As a jazz soloist on trumpet, Conte Candoli is a shining star on the sessions. He backed his way onto the Kenton's West Side Story LP due to the failure of Ernie Berhardt to fill the trumpet solo slots and Marvin Stamm's inability to fly back across the country for the sessions.[1] Kenton ends up personally asking Candoli to do the sessions, it ends up being a brilliant choice in being able to add more polish to the LP. Candoli is highly conspicuous in having more solo space than anyone on the LP but this is understandable in order to compete with the brass heavy orchestrations.

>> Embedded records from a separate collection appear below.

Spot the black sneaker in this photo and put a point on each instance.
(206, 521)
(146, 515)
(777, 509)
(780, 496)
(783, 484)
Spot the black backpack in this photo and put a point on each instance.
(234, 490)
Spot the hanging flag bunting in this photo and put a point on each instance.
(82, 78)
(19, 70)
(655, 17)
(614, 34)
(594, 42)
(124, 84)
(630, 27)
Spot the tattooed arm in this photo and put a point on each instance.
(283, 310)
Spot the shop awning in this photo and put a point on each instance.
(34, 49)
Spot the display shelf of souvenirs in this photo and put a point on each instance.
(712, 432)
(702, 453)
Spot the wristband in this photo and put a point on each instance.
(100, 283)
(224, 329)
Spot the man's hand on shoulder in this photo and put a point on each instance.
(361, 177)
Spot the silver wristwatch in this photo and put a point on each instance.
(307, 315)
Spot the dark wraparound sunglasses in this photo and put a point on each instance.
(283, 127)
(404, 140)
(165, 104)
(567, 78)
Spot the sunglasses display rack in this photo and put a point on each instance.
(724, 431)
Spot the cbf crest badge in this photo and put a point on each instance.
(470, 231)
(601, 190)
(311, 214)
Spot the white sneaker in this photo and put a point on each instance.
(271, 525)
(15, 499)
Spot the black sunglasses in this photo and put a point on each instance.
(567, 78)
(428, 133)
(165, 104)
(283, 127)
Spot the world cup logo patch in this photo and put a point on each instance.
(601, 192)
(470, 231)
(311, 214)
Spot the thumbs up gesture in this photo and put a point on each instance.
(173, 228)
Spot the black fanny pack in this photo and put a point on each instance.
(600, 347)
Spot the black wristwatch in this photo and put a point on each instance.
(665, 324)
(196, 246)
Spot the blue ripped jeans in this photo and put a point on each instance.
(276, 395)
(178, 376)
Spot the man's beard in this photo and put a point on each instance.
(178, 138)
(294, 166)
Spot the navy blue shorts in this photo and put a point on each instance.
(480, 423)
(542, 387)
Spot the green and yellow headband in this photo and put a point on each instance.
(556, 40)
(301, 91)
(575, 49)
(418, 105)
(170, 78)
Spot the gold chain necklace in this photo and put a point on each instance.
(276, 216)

Gabe Baltazar, Sam Donahue and Gene Roland are also nice additions to the solo roster but any one of them does not play any substantial statement of improvisation. Again, the solo space is very limited by the theatrical content of the music and Johnny Richards trying to stay true to the music with his orchestrations.

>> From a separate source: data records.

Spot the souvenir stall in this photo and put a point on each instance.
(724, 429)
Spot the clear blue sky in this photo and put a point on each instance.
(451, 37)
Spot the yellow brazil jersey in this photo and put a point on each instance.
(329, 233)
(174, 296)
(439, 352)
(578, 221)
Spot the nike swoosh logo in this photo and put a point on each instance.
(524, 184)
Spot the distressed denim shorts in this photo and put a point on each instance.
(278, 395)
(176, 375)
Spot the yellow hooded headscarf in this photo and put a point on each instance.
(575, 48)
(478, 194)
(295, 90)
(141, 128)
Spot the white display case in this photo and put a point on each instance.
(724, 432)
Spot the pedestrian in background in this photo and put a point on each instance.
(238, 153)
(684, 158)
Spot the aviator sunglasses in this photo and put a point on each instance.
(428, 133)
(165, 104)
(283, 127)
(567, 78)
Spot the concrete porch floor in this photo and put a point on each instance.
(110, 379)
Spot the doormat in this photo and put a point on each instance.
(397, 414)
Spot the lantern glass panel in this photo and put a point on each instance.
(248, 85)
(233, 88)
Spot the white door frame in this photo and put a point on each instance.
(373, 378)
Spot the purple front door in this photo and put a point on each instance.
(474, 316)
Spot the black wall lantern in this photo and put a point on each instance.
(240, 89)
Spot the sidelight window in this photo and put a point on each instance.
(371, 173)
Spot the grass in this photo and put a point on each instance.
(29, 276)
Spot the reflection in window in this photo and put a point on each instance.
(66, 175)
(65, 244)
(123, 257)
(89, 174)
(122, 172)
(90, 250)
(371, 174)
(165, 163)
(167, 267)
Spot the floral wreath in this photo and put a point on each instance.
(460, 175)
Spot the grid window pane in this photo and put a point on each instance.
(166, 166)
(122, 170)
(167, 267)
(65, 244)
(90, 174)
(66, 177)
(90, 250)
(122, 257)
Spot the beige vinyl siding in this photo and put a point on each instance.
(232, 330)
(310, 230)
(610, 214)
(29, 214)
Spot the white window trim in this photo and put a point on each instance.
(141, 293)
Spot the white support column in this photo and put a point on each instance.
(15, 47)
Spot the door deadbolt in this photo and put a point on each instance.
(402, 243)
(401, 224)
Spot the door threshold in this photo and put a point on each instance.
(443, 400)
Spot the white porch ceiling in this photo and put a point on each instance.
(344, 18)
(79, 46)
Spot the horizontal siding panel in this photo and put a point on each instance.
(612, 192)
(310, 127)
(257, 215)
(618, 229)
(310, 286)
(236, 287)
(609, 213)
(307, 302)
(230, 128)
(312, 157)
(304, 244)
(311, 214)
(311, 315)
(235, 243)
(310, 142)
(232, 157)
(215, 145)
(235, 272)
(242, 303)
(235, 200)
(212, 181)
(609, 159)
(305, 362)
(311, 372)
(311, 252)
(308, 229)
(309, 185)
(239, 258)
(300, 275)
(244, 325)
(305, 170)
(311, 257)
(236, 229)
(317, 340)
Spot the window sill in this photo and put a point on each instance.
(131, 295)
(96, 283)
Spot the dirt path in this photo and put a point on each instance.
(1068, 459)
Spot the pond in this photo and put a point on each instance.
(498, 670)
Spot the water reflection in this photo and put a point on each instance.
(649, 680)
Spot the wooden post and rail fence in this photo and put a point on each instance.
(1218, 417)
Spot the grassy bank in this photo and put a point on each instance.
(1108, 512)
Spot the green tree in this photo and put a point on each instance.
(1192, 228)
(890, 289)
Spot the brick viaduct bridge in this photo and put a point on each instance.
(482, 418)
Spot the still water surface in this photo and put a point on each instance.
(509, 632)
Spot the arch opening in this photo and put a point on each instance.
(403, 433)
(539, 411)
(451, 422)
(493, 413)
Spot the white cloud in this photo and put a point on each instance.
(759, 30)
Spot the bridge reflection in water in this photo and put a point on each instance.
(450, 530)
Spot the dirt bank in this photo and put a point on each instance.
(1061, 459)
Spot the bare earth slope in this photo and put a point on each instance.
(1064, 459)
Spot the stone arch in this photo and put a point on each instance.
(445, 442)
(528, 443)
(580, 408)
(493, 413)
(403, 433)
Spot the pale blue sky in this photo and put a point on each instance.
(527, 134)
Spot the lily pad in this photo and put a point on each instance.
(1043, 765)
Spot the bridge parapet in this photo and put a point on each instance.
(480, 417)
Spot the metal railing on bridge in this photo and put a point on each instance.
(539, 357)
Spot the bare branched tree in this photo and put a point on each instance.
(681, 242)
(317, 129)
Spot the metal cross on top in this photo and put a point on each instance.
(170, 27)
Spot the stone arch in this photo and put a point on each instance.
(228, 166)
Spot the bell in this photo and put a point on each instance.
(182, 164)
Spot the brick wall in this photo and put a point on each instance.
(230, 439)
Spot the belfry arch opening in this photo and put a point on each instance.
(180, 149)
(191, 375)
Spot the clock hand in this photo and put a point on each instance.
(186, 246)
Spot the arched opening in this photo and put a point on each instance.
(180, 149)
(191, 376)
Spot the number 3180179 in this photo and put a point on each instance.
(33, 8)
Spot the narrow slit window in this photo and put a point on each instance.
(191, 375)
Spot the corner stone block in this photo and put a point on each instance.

The Kenton's West Side Story LP charted for 26 weeks in Billboard starting in October 1961, peaking at #16 in November on the Billboard Magazine Hot 100 albums.[1] Stan Kenton is listed in Today's Top Record Talent honor roll in Billboard's April 4, 1963 issue citing both Adventures In Jazz and Kenton's West Side Story as top selling hits.[6] Grammy Awards|-|1962 || Kenton's West Side Story || Best Jazz Performance - Large Group (Instrumental)|| |-
Chart (1961) | Position |
---|---|
U.S. Billboard Year-end[7] | 160 |
Chart (April 1962) | Position |
U.S. Billboard top selling jazz albums | 9 |
"Arranger Johnny Richards is responsible for the sometimes wild, sometimes mournful, but always interesting reading by the Kenton band of the "West Side Story" score. Kenton has assembled a huge orchestra to play the exciting music from the show and top-flight stereo recording make the listener's room jump with the life of the music. Naturally there are good doses of jazz in the set and some tine solo highlights by Kenton himself at piano. The excellence of the LP as a whole, effective use of stereo positioning, and release timed with showing of the "West Side" motion picture all should aid in sales of the album."
Billboard
Review on 1999 CD reissue
"When the producers of the film West Side Story heard a sampling of what the Stan Kenton Orchestra had done to their score, they were disappointed that they had not thought to ask the band to play on the soundtrack. Johnny Richards's arrangements of ten of the famous play's melodies are alternately dramatic and tender with plenty of the passion displayed by the characters in the story. Soloists include altoist Gabe Baltazar, veteran tenor Sam Donahue and trumpeter Conte Candoli, but it is the raging ensembles that are most memorable about the classic recording. This CD reissue is highly recommended."